Copper poisoning threatens food chain

By Rick Pendrous

- Last updated on GMT

Related tags Food chain Cattle

Experts fear farmers may be endangering human health by over-supplementing dairy cattle feed with copper to prevent infertility in their stock.

Excessive supplementation can lead to copper poisoning of stock, as the element accumulates in animals' livers. "It's excessive supplementation that raises its head time and time again," said Dr Jo Payne from the Veterinary Laboratories Agency (VLA).

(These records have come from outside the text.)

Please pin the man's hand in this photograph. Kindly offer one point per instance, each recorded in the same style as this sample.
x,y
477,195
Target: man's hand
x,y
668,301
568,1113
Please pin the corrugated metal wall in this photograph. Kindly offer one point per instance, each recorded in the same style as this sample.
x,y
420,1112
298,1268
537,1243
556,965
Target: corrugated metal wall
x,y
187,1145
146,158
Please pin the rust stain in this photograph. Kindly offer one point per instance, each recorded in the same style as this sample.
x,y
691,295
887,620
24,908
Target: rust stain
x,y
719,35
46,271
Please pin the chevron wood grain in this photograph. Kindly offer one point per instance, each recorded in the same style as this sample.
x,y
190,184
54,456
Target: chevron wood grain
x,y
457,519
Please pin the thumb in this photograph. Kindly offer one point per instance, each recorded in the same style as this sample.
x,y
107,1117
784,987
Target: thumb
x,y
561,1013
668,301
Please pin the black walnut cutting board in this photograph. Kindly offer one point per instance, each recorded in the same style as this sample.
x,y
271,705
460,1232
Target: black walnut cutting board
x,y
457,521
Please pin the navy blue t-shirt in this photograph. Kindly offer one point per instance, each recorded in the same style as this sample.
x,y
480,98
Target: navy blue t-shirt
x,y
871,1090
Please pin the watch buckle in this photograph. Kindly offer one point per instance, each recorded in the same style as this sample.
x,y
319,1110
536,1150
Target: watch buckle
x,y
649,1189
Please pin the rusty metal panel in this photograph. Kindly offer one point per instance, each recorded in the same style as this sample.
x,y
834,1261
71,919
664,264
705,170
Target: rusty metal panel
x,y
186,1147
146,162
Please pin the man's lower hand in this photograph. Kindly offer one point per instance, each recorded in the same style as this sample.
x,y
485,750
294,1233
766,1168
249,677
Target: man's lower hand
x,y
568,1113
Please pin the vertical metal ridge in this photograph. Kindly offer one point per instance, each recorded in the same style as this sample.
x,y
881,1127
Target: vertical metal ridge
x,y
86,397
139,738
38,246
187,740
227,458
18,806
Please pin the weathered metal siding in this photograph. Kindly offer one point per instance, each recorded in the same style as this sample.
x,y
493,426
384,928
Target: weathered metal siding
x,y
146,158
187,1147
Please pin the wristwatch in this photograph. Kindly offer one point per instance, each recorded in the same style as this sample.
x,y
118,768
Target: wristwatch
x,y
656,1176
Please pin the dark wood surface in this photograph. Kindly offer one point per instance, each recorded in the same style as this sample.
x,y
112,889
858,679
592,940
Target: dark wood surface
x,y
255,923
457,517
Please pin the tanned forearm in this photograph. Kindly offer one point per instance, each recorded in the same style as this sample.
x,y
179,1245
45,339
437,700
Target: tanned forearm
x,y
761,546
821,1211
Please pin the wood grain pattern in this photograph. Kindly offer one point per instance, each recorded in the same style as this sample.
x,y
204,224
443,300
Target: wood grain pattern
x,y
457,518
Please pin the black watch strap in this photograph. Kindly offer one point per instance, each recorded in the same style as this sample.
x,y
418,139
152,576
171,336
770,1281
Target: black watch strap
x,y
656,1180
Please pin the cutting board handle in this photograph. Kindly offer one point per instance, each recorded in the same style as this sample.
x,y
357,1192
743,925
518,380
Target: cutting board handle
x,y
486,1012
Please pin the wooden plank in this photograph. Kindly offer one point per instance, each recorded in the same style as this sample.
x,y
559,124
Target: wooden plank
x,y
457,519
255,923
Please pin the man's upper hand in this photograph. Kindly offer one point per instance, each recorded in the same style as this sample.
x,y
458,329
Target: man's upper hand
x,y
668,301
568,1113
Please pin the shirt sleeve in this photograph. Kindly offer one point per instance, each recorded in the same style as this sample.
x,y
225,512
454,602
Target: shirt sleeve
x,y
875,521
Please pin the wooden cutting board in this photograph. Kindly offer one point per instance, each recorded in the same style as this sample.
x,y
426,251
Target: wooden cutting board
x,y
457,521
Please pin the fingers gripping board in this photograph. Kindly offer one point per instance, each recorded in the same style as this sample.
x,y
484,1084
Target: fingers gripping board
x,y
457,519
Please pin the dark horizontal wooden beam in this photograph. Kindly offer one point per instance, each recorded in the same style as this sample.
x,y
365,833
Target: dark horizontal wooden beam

Copper can cause premature cattle death and threaten human health if not identified in cattle, as it can be carcinogenic. Presenting to the Advisory Committee on Animal Foodstuffs (ACAF) last month, Payne said: "Concern has been expressed by the Food Standards Agency that, following relaxation of OTMS (Over Thirty Month Slaughter Scheme) Regulations, cull cows can enter the food chain, and their livers [can be] used in food products."

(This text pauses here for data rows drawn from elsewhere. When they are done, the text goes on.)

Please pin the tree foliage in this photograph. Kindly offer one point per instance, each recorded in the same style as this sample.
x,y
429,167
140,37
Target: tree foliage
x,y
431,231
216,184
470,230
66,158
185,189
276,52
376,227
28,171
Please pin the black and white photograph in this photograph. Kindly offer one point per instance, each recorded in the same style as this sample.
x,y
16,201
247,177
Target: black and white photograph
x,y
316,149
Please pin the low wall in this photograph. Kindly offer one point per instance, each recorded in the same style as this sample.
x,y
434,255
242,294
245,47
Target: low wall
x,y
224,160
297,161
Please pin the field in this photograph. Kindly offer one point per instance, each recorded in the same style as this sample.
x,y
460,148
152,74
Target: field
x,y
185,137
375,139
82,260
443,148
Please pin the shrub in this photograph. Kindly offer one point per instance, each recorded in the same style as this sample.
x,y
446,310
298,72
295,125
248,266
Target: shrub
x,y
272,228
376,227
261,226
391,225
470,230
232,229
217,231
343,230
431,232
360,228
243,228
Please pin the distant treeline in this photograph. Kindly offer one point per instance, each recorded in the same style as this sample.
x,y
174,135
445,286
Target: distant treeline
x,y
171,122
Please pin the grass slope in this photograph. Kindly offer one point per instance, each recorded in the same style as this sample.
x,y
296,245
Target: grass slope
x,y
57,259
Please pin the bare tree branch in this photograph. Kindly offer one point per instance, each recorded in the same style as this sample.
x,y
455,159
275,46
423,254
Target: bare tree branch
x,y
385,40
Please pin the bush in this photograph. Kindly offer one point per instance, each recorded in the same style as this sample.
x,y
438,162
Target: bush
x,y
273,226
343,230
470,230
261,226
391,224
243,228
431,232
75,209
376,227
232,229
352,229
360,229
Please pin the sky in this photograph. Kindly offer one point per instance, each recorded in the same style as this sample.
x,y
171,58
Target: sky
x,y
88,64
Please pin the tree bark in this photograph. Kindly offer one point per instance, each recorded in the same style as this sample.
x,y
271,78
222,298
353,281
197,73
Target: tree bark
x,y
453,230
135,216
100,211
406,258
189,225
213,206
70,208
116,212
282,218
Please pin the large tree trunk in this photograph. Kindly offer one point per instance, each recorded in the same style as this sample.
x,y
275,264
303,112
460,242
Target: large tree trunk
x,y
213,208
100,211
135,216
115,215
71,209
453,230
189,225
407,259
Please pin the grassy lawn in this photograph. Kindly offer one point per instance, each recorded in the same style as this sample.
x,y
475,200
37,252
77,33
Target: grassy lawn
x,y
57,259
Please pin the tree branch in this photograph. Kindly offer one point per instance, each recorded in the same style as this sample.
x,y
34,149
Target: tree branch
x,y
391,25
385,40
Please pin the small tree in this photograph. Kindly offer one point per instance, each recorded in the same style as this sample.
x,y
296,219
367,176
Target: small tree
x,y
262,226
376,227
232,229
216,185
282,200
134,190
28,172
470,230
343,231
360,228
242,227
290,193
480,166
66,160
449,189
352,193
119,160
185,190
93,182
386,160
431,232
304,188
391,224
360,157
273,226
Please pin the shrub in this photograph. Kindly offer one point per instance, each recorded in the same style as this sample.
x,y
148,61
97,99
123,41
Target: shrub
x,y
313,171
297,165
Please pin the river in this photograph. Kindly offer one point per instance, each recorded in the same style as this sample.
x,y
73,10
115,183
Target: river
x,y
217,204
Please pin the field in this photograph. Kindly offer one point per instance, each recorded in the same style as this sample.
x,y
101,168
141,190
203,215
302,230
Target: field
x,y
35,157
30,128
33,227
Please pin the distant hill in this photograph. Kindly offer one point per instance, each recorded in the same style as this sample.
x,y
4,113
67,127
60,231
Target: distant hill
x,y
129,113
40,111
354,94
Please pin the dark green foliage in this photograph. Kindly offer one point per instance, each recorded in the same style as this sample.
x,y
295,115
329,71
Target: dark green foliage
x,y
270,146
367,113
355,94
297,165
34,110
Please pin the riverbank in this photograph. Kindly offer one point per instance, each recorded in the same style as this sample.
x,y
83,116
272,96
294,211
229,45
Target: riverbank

Copper levels in cows' livers had been "creeping up over the last few years" and it could taint liver pâtés, as dairy cattle entered the food chain, she said.

Peter Bone of supplement specialist Telsol, co-presenter with Payne, fears over-supplementation is more widespread in the UK than was commonly recognised. "We feel the VLA is only seeing the tip of an iceberg."

Bar a vet's prescription, the top legal level of elemental copper is 40mg/kg of total diet dry matter (DM). The VLA wants a normal formulation level of 18mg/kg DM.

Insufficient controls in the way farmers added copper often led to over-supplementation, Payne said. Many British forages were low in copper, raising the copper deficiency risk in unsupplemented diets, she added.

546 cases of copper deficiency had been diagnosed in suckler beef cattle since 2005, she said.